Pero cuando Rosario desaparece al viento y actúa en un constante
ir y venir de malvas apretados... Será que está en su naturaleza.
Será que un arte egregio va apelmazando el frío en su columna,
será porque sus labios, pura fisonomía, son así, desobedientes,
bandejas de plata para los besos más impronunciables, ruidos de la boca,
rudos, asfixiantes labios casi ahora de verano y néctar, impetuosos
por las calles amargas de una ciudad tan fiera como Roma. Ella tan libre
y glamurosa como las maniquíes que frecuentan los altos restaurantes
y flagelan con sus pasos incómodos el torturado asfalto.

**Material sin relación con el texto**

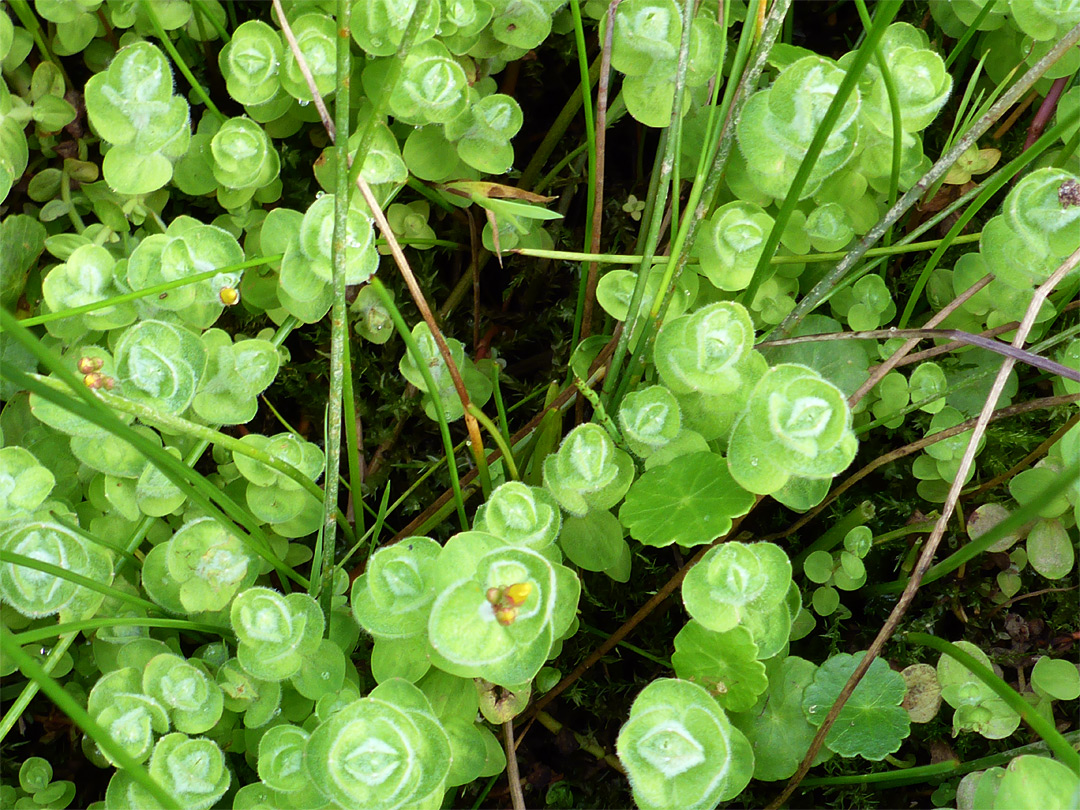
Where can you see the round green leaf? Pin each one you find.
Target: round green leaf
(873, 724)
(689, 501)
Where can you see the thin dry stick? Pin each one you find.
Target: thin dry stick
(301, 64)
(421, 304)
(1033, 594)
(586, 744)
(515, 780)
(1024, 407)
(597, 212)
(1027, 460)
(1008, 123)
(966, 338)
(953, 345)
(566, 395)
(636, 619)
(944, 163)
(892, 362)
(926, 558)
(476, 442)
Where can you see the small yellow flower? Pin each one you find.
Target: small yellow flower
(634, 207)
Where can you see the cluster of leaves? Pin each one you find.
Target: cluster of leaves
(98, 527)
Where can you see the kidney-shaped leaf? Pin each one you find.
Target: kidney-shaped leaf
(873, 723)
(688, 501)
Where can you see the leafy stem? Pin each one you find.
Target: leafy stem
(1039, 724)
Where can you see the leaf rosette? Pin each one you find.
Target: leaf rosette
(646, 32)
(191, 697)
(433, 88)
(707, 351)
(131, 717)
(281, 758)
(679, 748)
(210, 565)
(250, 63)
(922, 83)
(36, 593)
(277, 633)
(977, 706)
(235, 375)
(796, 424)
(24, 483)
(307, 266)
(160, 364)
(88, 277)
(187, 247)
(499, 609)
(521, 515)
(383, 752)
(736, 580)
(243, 157)
(1036, 230)
(476, 383)
(778, 124)
(315, 35)
(131, 105)
(731, 243)
(192, 771)
(649, 418)
(483, 135)
(588, 471)
(392, 597)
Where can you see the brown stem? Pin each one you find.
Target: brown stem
(927, 556)
(891, 363)
(1027, 460)
(636, 619)
(1024, 407)
(515, 779)
(597, 212)
(1045, 110)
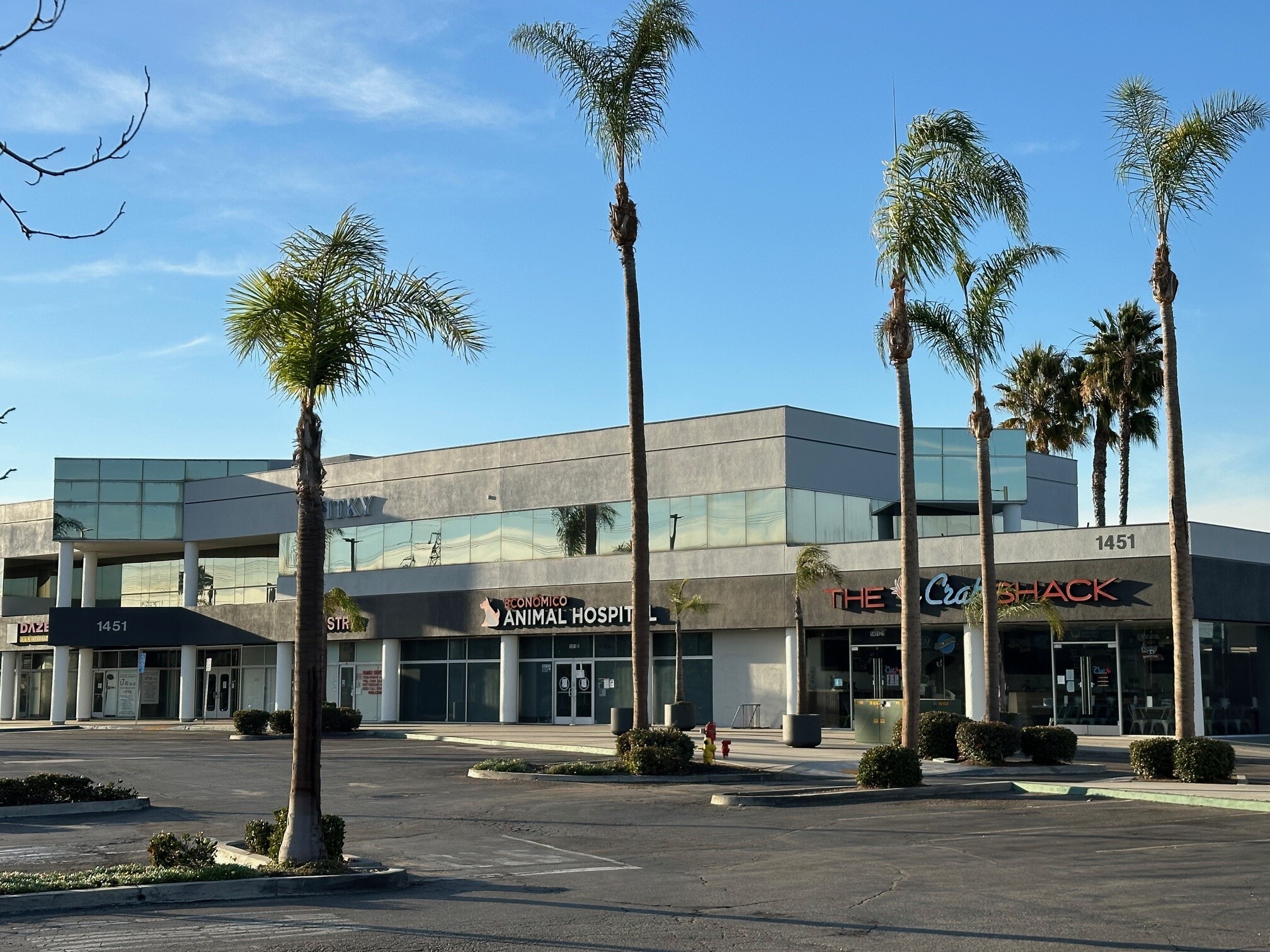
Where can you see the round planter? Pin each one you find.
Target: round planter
(682, 717)
(801, 730)
(621, 720)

Es Rosario al alcance. De nuevo trascendiendo la aventura de ser una mujer
frente al abismo, una mujer con labios tan loables, prietos de sangre y yema
acelerada al ritmo de su cuerpo, labios ensangrentados como crónicos,
tan pulcros, inequívocos como una sensación inmaculada
de beber en la sed y no saciarse nunca, de besar una grieta
que renace y se expande, se emociona. Labios partidos
de besar un rojo insinuante, lacrados por el ánimo y la frase
lanzada al viento que desaparece.
Cuando caiga la noche sobre las ciudades prodigiosas que acumulan el oro
en montañas azules
y los salmos impidan escuchar la música llegada del espacio,
ella descenderá de algún Pegaso bélico con imponentes alas
y agitará su rabia en un chasquido líquido y rugiente.
Agitará su amor e implorarán los cielos una tregua
en el mínimo silencio de las nubes. Y el soplo de sus labios, tibios como el sol naciente,
se deshará en rubíes tallados por la herramienta helada del relámpago
que traza su rumor zigzagueante en la sábana limpia que prende la alborada.
Será cuando Rosario blanda sus labios extendidos, ampliados en dos vértices de luna.
Porque cuando desaparezca del recuerdo su metáfora
y ya se desvanezca su callado espejismo,
no habrá de pronto más que una verja descuidada para impedir el paso del abatimiento,
solamente una valla pintada de amarillo donde descansarán los pájaros rebeldes
y una pálida fosa donde besar la tierra colorada del estío.